A new optimization reserves logits only for active sequences, saving significant GPU memory.

Deep Dive

A new pull request from developer am17an aims to reduce GPU memory usage in llama.cpp by optimizing how logits space is allocated within the llama_context. The change, which continues the work of PR #23764, only reserves logits memory for the number of sequences actually being processed (n_seqs) rather than reserving space for all possible tokens upfront. In testing with the -ub 2048 flag and MTP (Multi-Token Prediction) enabled, this saved an additional 1.2GB of VRAM on the developer's setup. The optimization is especially impactful for local users running large models on consumer GPUs with limited memory.

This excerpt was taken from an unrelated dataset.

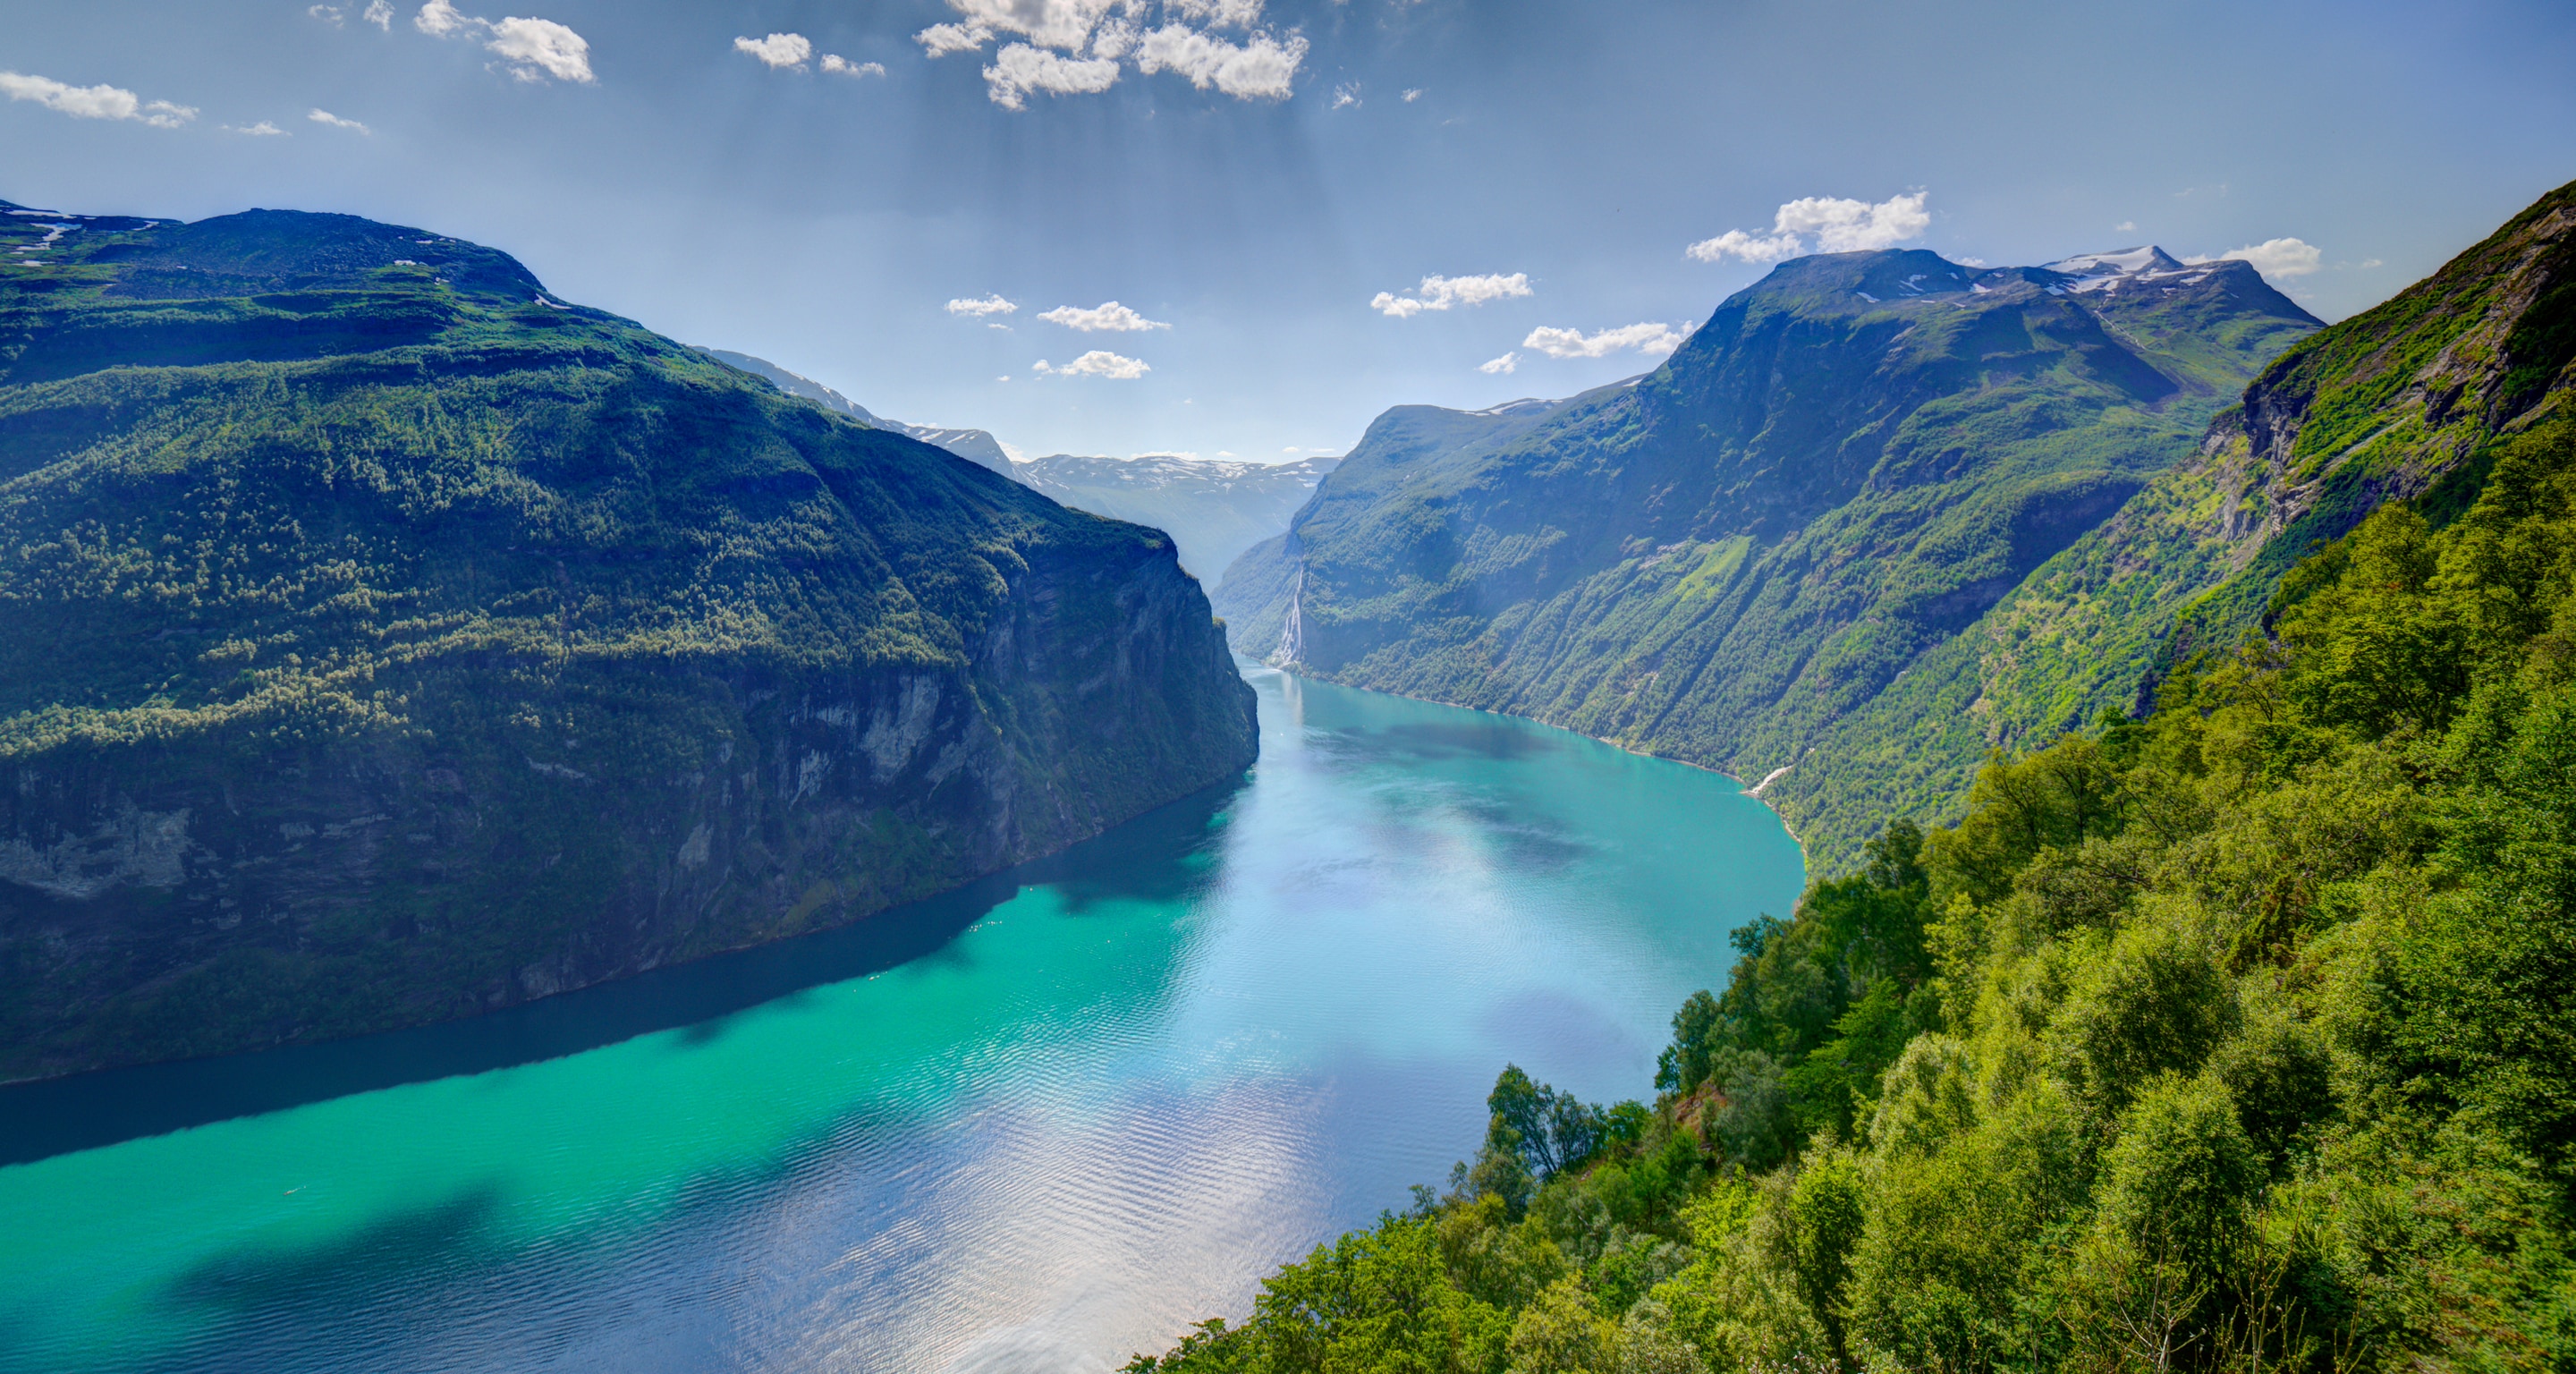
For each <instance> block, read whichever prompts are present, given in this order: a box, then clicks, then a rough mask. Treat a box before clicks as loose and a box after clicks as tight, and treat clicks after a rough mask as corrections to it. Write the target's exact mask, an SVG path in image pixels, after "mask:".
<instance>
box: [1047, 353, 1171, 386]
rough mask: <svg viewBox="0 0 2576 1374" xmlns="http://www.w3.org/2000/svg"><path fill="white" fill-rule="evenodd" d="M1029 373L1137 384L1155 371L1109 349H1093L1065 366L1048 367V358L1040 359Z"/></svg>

The PR is still marked as a draft because the developer feels a better API might exist. Their proposed approach involves setting the default reservation to all tokens, but allowing the server context to override it to 1 whenever possible. This would let inference servers maximize memory efficiency while maintaining flexibility for other use cases. Early testing with llama-perplexity shows no regressions. If merged, this change could lower the hardware barrier for running 7B-13B parameter models locally, freeing up VRAM for larger batch sizes or higher context lengths.

Key Points
  • Builds on PR #23764 to further reduce VRAM usage in llama.cpp
  • Saves 1.2GB of VRAM with -ub 2048 and MTP enabled
  • Proposes API to set logits reservation to 1 in server contexts while defaulting to full allocation

Why It Matters

Lowers VRAM requirements for local LLM inference, enabling larger models or longer contexts on consumer GPUs.